Aphrodite kann auch heute noch, als moderne Göttin der Liebe und der Schönheit - andere Funktionen müssen uns hier nicht beschäftigen - immer mit der Anfälligkeit der Männer rechnen, die sie übrigens eiskalt zu nutzen verstand. Die klassische Frage: „Mythos oder Wirklichkeit?“ darf hier zwar gestellt, aber nicht endgültig beantwortet werden. Erstens ist die Wirklichkeit selbst nur so von Mythen durchtränkt. Denken wir an das Ungeheuer von Loch Ness. Oder an den sozialistischen Realismus, ein Produkt der kommunistischen Welt, das weit entfernt von der Wirklichkeit angesiedelt war. Als es mit dieser damals herrschenden Politrichtung nicht mehr so gut lief, verwandelte sich diese Wirklichkeit in einen ehemaligen Mythos. Zweitens, können vor allem Männer mit Mythen sehr gut umgehen, ist doch ihr Verhältnis zum schönen Geschlecht oft von Migränen aller Art geprägt, denen jede Wirklichkeit abgeht.
Ausgerechnet Aphrodite, die Schaumgebadete, soll ihren Zweitnamen, Kybris, der schönen Insel Zypern geliehen haben. Wieder ein sympathischer Mythos, gegen den man nichts einzuwenden hat. Dafür ist ihre Entstehungsgeschichte unklar und auch etwas unappetitlich. Wir verweisen sie in den unteren Bereich der Mythologie, sozusagen, unter die Götterlinie. Unsere Aphro soll tatsächlich aus dem mit der Sichel ihrem grausamen (anderen) Vater, Uranos, durch eines seiner Erdenkinder entwendeten Geschlechtsteil entstanden sein. Dieses Teil soll lange Zeit ziellos im Meer getrieben haben.

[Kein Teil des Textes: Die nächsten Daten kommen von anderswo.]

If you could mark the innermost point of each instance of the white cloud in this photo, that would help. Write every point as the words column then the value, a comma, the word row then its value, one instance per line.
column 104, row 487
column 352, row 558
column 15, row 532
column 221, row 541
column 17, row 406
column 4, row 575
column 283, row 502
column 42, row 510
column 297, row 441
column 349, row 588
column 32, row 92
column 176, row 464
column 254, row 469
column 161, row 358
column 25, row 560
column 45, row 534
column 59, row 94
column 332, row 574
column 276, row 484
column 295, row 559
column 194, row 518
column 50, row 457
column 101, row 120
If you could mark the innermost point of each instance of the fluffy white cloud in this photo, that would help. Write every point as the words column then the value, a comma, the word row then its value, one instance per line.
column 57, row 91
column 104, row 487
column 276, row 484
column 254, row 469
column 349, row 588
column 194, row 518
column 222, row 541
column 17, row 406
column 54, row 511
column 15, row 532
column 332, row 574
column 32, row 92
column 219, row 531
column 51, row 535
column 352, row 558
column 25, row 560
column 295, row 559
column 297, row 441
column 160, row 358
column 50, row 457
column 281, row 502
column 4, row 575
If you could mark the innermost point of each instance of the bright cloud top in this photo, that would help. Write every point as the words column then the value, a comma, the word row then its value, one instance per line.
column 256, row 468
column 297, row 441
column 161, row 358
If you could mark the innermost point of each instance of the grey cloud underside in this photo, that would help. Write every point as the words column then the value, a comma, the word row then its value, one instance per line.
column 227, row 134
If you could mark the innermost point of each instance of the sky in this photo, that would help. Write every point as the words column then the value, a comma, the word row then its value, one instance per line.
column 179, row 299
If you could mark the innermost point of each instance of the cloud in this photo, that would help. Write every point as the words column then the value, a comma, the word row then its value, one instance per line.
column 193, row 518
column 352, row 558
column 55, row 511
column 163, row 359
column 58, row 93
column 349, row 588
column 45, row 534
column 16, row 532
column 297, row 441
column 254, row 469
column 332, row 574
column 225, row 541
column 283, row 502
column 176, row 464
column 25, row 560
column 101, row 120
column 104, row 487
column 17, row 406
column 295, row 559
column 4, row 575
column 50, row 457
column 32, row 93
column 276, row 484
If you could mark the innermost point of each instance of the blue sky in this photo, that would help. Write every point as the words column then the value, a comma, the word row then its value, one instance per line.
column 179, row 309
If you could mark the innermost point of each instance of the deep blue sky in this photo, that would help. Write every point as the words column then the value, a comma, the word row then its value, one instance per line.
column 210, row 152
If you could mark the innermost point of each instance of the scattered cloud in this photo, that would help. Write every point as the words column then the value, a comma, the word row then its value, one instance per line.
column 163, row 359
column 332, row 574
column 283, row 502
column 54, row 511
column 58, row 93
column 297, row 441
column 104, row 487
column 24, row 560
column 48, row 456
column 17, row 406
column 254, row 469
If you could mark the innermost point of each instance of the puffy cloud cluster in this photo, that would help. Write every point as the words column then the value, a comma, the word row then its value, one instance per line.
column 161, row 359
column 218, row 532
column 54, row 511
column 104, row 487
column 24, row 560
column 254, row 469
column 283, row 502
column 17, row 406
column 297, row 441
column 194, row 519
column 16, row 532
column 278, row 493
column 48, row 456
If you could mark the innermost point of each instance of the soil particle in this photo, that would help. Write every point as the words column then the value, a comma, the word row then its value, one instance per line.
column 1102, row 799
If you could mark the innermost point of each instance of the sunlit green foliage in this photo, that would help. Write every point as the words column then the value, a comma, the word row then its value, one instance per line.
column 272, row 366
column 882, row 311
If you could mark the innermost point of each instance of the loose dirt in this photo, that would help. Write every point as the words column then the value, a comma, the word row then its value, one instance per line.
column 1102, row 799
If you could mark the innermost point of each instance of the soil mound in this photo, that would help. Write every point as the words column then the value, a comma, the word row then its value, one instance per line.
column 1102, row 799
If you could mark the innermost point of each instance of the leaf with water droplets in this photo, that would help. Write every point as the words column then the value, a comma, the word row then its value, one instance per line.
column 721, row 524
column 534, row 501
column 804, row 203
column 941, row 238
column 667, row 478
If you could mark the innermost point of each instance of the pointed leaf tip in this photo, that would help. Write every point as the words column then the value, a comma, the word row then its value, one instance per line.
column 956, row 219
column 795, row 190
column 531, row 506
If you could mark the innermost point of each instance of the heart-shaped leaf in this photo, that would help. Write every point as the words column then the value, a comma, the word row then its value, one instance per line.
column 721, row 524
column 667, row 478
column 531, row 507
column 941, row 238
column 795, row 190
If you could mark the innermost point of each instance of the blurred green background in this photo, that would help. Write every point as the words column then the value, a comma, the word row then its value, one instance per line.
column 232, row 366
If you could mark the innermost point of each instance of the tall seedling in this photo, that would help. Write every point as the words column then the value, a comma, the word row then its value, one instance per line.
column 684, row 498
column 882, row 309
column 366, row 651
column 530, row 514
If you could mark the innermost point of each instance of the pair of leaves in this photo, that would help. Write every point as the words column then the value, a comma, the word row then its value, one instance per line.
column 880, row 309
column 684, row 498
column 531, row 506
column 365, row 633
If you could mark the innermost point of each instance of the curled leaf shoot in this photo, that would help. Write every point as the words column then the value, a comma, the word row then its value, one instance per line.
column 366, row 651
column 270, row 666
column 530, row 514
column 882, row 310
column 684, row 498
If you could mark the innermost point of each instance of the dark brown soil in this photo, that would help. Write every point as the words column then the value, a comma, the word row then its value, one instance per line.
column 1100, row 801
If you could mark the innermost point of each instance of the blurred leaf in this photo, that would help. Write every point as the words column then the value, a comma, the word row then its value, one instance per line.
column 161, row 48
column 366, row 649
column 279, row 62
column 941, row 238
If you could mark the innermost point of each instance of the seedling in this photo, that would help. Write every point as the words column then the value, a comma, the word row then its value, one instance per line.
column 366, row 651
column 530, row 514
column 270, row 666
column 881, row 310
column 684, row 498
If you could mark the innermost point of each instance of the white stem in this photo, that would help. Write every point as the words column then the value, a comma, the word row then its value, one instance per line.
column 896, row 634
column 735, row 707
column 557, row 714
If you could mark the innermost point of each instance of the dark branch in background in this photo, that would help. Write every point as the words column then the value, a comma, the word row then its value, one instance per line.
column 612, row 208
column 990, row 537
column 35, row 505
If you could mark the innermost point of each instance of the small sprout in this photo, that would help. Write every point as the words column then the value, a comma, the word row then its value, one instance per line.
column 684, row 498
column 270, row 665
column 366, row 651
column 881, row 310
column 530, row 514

Mit viel Schaum um die Hüften – wegen der Scham - und in der dann reichlich besungenen Schönheit, soll sie dann einem viel gepriesenen Felsengebilde an der zyprischen Südküste entstiegen sein. Alsbald soll sie ein schwer zu kontrollierendes Lotterleben begonnen haben. Was heute von Aphrodite übrig geblieben ist? Unübersehbare Massen von Darstellungen, Huldigungen, lobenden Erwähnungen, Büchern und die zahlreichen Bewunderer. Der literarische Ausdruck der Aproditen-Verehrung ist ein erfolgloser Versuch erotisch motivierter Männer, das Phänomen Frau endlich in den Griff zu bekommen.